When introduced into autoclaved soil, the population of the hfq mutant PM107 colonized on the wheat rhizosphere was 11-fold lower than that of the wild-type strain 2P24 and its complemented strain PM107/p415-hfq (Fig. 5a). A similar tendency was also observed in the natural soil that was not autoclaved (Fig. 5b). Determinations of population densities on the wheat tips in the same experiments yielded similar results, except that the overall recovered populations of the inoculated strains on the wheat tips were lower than in the wheat rhizospheres (Fig. 5c and d). These results indicated that rhizosphere colonization of P. fluorescens 2P24
in wheat is strongly influenced by the hfq gene. Our study provides PI3K inhibitor evidence that the hfq gene selleck chemicals significantly regulates the transcription of the 2,4-DAPG biosynthetic gene
phlA and the AHL synthase gene pcoI in P. fluorescens 2P24, and consequently affects the production of 2,4-DAPG and AHL, respectively (Figs 2 and 3). Hfq was first identified in E. coli as a factor required for the replication of phage Qβ RNA and subsequently as an important regulator of bacterial gene expression participating in numerous regulatory pathways (Tsui et al., 1994; Valentin-Hansen et al., 2004). Previous studies have shown that Hfq modulates the activity of small regulatory RNAs (sRNAs) by stimulating the pairing between sRNAs and their target mRNAs, thereby facilitating sRNA–mRNA interactions. In Vibrio harveyi and Vibrio cholerae, Hfq Thymidylate synthase mediates interactions between multiple sRNAs and luxR and hapR mRNA targets, which may regulate virulence
gene expression (Lenz et al., 2004). Interaction between Hfq and sRNAs has been described in Pseudomonas spp., and it has been suggested that Hfq may bind to sRNA RsmY and protect RsmY from endonucleolytic cleavage (Sonnleitner et al., 2006; Sorger-Domenigg et al., 2007). In the pathogen P. aeruginosa, sRNAs RsmZ and RsmY were reported to be necessary for the production of AHL and extracellular virulence factors (Heurlier et al., 2004; Kay et al., 2006).
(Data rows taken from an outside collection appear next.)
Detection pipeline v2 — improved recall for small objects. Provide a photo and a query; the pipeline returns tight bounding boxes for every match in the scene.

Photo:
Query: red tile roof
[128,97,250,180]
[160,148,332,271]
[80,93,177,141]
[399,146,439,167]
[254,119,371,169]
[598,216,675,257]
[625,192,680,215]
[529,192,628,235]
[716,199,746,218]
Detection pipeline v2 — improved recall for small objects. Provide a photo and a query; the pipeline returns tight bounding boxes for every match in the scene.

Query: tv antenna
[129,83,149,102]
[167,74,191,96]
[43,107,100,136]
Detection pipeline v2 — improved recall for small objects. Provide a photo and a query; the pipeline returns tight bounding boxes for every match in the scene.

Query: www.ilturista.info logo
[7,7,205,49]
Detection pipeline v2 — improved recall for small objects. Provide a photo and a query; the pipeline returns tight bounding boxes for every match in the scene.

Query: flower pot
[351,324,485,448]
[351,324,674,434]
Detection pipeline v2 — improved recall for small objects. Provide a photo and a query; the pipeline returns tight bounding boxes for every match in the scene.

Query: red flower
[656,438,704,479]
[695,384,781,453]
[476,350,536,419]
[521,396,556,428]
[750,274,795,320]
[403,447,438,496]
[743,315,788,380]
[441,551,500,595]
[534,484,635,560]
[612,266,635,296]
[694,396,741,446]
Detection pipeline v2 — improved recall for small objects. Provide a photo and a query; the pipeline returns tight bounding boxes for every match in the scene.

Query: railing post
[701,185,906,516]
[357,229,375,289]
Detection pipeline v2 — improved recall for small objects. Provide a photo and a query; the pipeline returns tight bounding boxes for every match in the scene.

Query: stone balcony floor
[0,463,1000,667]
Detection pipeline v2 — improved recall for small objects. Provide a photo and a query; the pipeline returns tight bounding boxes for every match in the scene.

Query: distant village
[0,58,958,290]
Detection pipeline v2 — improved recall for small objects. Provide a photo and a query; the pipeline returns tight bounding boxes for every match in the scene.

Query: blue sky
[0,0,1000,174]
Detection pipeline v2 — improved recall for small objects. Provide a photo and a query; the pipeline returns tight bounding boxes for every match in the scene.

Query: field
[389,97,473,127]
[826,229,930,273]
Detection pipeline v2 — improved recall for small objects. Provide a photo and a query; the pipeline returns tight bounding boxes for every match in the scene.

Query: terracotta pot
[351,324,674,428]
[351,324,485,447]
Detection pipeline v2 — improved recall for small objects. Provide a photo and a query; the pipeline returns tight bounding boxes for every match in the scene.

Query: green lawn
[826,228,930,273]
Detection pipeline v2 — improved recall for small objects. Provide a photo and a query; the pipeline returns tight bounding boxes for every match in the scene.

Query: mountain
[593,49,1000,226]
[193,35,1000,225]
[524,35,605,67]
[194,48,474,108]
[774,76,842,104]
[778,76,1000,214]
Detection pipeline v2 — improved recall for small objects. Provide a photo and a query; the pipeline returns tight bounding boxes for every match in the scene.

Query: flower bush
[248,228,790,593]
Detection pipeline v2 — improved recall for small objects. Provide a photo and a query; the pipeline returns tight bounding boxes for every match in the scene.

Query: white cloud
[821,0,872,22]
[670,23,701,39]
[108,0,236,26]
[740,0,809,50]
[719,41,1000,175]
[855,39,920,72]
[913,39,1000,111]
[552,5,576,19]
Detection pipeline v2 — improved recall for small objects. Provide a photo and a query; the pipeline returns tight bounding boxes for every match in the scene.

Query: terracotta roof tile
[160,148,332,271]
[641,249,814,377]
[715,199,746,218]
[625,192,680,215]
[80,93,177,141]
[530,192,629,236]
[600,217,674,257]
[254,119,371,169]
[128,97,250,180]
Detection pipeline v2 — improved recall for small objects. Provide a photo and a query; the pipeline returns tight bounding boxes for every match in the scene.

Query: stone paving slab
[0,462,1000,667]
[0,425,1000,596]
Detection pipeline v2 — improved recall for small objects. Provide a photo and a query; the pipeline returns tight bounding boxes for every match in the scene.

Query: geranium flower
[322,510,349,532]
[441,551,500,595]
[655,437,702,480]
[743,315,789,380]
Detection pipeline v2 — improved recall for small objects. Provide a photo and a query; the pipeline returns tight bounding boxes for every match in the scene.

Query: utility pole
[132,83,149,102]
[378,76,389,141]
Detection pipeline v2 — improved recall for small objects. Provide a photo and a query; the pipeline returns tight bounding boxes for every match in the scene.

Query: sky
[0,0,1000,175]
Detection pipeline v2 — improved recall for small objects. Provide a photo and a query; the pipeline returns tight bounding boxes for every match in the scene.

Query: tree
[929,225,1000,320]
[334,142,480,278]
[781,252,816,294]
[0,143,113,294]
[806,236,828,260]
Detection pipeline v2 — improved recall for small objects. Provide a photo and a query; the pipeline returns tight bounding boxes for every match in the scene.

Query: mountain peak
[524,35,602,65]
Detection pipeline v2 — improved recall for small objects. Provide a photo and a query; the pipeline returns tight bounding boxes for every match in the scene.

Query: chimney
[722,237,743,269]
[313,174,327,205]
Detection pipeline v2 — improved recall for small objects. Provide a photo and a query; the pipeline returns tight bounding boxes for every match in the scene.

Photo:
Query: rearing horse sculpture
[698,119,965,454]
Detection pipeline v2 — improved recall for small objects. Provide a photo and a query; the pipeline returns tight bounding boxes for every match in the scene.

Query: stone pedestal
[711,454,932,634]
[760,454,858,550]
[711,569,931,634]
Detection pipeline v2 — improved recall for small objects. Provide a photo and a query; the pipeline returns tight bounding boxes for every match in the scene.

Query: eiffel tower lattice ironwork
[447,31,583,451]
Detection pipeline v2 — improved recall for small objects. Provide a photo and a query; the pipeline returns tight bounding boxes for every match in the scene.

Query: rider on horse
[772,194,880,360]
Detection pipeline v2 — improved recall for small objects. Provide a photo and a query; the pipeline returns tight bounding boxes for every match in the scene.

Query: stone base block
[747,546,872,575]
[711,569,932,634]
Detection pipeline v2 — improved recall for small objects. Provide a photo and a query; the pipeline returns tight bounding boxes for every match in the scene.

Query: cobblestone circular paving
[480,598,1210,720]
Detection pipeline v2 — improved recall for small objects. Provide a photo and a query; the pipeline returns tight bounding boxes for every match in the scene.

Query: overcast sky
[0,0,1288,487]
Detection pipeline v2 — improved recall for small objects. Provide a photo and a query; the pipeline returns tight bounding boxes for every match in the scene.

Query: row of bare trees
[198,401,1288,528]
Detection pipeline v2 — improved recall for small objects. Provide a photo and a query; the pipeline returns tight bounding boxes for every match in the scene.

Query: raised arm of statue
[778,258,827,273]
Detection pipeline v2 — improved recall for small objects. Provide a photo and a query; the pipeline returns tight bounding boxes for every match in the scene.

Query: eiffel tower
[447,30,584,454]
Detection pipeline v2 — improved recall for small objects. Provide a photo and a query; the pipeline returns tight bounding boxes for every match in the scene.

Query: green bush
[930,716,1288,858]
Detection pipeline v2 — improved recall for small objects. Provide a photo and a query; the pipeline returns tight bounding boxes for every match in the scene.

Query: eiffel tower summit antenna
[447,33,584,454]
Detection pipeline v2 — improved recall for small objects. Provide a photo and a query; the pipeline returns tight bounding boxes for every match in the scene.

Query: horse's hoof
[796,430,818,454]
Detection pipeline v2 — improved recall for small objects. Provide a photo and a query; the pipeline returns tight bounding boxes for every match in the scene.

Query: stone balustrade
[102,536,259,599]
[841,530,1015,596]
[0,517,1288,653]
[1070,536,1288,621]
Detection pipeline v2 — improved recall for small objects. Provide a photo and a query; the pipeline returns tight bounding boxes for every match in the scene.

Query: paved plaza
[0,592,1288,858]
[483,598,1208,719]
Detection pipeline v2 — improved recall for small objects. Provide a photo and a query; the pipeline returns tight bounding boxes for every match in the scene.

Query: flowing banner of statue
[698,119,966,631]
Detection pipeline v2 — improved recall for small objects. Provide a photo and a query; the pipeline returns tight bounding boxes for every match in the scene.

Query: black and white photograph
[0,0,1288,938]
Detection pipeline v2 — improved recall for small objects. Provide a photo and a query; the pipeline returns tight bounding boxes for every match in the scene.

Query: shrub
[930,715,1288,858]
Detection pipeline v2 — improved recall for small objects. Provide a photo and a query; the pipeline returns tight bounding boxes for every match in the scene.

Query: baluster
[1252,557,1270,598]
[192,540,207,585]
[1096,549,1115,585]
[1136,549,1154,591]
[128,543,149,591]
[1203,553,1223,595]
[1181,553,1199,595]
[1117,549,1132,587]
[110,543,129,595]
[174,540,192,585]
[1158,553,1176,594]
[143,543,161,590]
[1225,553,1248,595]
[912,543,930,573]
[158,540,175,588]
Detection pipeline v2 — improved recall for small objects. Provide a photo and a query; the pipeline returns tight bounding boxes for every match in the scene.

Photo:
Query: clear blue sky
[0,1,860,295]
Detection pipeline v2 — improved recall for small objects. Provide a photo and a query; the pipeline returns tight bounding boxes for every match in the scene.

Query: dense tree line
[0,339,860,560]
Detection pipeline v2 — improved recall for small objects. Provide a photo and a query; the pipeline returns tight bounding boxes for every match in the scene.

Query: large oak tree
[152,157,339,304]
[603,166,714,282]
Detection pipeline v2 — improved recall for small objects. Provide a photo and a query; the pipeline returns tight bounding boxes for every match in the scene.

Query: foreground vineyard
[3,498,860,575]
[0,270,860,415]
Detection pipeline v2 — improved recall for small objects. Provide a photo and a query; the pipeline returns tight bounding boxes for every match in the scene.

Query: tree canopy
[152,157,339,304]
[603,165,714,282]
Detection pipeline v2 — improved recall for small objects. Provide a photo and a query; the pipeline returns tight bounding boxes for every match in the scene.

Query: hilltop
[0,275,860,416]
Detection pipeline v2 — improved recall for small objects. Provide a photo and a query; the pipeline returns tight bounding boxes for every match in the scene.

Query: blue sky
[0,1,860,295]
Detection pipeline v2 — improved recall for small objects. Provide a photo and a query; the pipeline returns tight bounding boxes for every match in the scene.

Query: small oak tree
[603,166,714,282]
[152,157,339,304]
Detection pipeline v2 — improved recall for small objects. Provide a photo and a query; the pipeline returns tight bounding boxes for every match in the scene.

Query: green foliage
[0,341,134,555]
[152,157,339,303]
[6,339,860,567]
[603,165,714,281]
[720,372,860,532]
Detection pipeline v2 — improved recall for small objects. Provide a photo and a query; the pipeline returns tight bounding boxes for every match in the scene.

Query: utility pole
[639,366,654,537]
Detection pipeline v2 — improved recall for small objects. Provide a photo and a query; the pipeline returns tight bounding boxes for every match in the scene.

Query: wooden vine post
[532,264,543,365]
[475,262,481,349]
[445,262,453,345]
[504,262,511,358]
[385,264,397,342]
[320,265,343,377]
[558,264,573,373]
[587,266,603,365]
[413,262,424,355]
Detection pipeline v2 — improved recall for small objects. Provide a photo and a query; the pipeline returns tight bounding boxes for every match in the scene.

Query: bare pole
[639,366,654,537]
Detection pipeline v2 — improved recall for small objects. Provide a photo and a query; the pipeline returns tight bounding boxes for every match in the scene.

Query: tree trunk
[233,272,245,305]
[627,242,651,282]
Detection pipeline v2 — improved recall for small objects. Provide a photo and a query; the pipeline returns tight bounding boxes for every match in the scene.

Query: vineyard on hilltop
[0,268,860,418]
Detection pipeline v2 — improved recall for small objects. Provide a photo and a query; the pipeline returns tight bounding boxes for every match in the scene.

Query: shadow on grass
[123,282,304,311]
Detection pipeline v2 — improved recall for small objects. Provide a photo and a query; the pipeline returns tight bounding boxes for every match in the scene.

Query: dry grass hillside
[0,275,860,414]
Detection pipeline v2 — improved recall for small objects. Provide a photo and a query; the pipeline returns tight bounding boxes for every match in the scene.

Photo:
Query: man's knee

Moreover, in plant-beneficial bacterium P. fluorescens CHA0, sRNAs RsmZ, RsmY and RsmX positively regulate the production of the antibiotic 2,4-DAPG and other secondary metabolites by repression of the RsmA and RsmE proteins (Heeb et al., 2002; Valverde et al., 2003; Kay et al., 2005). In strain 2P24, sRNA RsmZ was identified as a positive factor influencing the production of 2,4-DAPG (Jiang et al., 2008) and AHL (unpublished data). Sequence analyses of the P. fluorescens 2P24 genome draft map revealed two homologues of sRNAs, RsmY and RsmX, and the nucleotide sequence of the rsmY gene has 92% and 68% identities with the corresponding gene in P. fluorescens CHA0 and P. aeruginosa PAO1, respectively (data not shown).